The Ministry of Finance wasted no time announcing plans to submit the “Self-Generation Promotion Act,” colloquially known as the “Kotatsu Tax,” to the next Diet session. The contents are brutally simple. Government-certified “Smart Pedal Kotatsus” will be distributed free to all households, activated by inserting a My Number card. Households failing to meet the daily power generation quota (approximately 3 kilowatt-hours, equivalent to two hours of full-speed cycling) will be charged the shortfall as a “Carbon Emission Penalty Tax.” In other words: pedal if you want warmth, pay if you rest.

Electric heaters vanished from electronics stores overnight, replaced by flying sales of protein supplements and muscle patches. One man in his fifties lamented, “I cried watching the drama thinking ‘family bonds are beautiful,’ then the government told me ’now convert those bonds into electricity.’ My tears froze.” The kotatsu was once a symbol of comfort—curling up like a cat, eating mandarin oranges. But starting next winter, it will transform into a “household power plant” where families synchronize their breathing and battle lactic acid in their thighs while paying taxes.

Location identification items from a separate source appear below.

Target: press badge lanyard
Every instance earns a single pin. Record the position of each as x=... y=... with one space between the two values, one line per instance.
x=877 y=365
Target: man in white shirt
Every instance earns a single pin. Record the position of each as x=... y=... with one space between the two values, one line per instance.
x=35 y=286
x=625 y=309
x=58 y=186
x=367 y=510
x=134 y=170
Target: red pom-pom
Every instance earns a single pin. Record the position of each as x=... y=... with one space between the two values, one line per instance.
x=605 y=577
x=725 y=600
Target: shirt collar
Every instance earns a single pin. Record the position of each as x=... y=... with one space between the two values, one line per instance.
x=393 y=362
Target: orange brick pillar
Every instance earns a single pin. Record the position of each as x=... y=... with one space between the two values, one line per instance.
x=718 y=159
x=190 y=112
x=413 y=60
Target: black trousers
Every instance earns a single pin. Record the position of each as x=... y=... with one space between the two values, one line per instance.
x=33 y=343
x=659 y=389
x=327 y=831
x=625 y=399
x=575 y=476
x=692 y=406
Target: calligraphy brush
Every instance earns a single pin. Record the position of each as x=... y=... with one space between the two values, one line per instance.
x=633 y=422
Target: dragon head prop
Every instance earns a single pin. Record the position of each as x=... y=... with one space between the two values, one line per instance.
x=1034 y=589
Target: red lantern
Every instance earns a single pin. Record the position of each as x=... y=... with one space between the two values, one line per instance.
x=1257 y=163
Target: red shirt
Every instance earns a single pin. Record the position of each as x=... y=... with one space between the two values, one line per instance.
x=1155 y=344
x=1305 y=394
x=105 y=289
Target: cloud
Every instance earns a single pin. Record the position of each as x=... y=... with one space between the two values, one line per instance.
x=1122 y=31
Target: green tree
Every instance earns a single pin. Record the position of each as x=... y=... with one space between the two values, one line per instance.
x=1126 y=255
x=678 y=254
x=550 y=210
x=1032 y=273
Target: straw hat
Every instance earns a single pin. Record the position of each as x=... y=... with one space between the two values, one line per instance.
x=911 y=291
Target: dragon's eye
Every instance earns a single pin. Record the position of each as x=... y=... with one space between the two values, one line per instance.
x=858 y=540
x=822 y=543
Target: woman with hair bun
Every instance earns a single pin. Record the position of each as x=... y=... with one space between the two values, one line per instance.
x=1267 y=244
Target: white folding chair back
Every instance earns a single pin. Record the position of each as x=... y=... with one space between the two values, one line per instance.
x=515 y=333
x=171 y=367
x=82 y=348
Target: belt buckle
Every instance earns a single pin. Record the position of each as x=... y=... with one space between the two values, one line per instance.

As Kujo’s script predicted, family bonds may indeed deepen. Through encouragement like “Dad, pedal harder! The heater’s going out!” and “Mom, stop slacking—we can’t pay next month’s residence tax!” Welcome to a beautiful winter in a beautiful country.

Stakeholder Comments

  • Screenwriter Ren Kujo: “I wrote that script as black comedy. I never imagined it would become government specifications. My pen has made the nation’s legs heavier.”
  • MHLW Official: “I was moved. Especially the scene where the grandchild cries ‘my legs hurt’ but keeps pedaling. That is education for the next generation.”
  • MOF Tax Bureau Director: “Lounging around in a kotatsu was a GDP loss. Converting this to energy production—that’s alchemy.”
  • Major Furniture Manufacturer PR: “Orders are flooding in for our new kotatsu model featuring a ‘power output meter’ and ’encouragement voice function.’”
  • Viewer (Housewife): “The family smiling in the final scene—that wasn’t happiness, it was early symptoms of oxygen deprivation…”
  • Power Company Executive: “Unstable power supply from each household? No problem. If we set the purchase price to practically nothing, it’s pure profit.”
  • Cat: “The kotatsu is now full of spinning legs, leaving no space for us to relax. This is outrageous.”
  • Gym Trainer: “It’s ideal for solving winter lack of exercise, but aerobic exercise in a kotatsu is like running a marathon in a sauna—dangerous.”
  • Lead Actor: “For the role, I pedaled three hours daily. After filming, my legs were so swollen I literally couldn’t take a step. And now this becomes a national duty.”
  • Cycling Enthusiast: “Our time has finally come. Let’s hold the Tour de France of kotatsus.”

International Expressions

Haiku

  • Family gathered / Pedaling to light the lamp / Bonds of energy
  • No time to peel / Mandarin oranges—pedal on / December’s grind
  • Bonds defined / As voltage output / Winter night
  • Kotatsu cycling / Muscle pain included / In the tax
  • Steam rising / Family united / Power plant
  • Screenplay’s poison / Misread as medicine / Policy born
  • Seeking warmth / Sweating through labor / Money fades
  • Cat escapes / The forest of pedals / Kotatsu trap
  • Self-help echoes / Beyond the screen laughs / A demon’s grin
  • Before spring thaw / The wheel of fate turns / Ever spinning

Kanji / Chinese Characters

人気劇最終回 一家団欒強制労働 政府絶賛全戸配布 猫迷惑

Emoji

📺😭👨‍👩‍👧‍👦🚲⚡️🏠➡️🏭🥵💸🙀

Onomatopoeia

Creak-creak, squeak-squeak. Huff-huff, wheeze-wheeze. Flash!…Click (lights out). Round and round, whirr-whirr. Ding (power sale complete). Clatter-clatter.

SNS

  • #InvoiceOfBonds
  • #NoKotatsuTax
  • Wait, it won’t warm up unless you actually pedal? Total dystopia lol
  • Give back my tears
  • The government’s speed on this is insane
  • This winter it’s protein, not mandarin oranges
  • My cat is protesting being banned from the kotatsu
  • I can hear the screenwriter screaming
  • Stopped pedaling and instantly got a tax notice—surveillance state is scary
  • Is this what they call a beautiful country?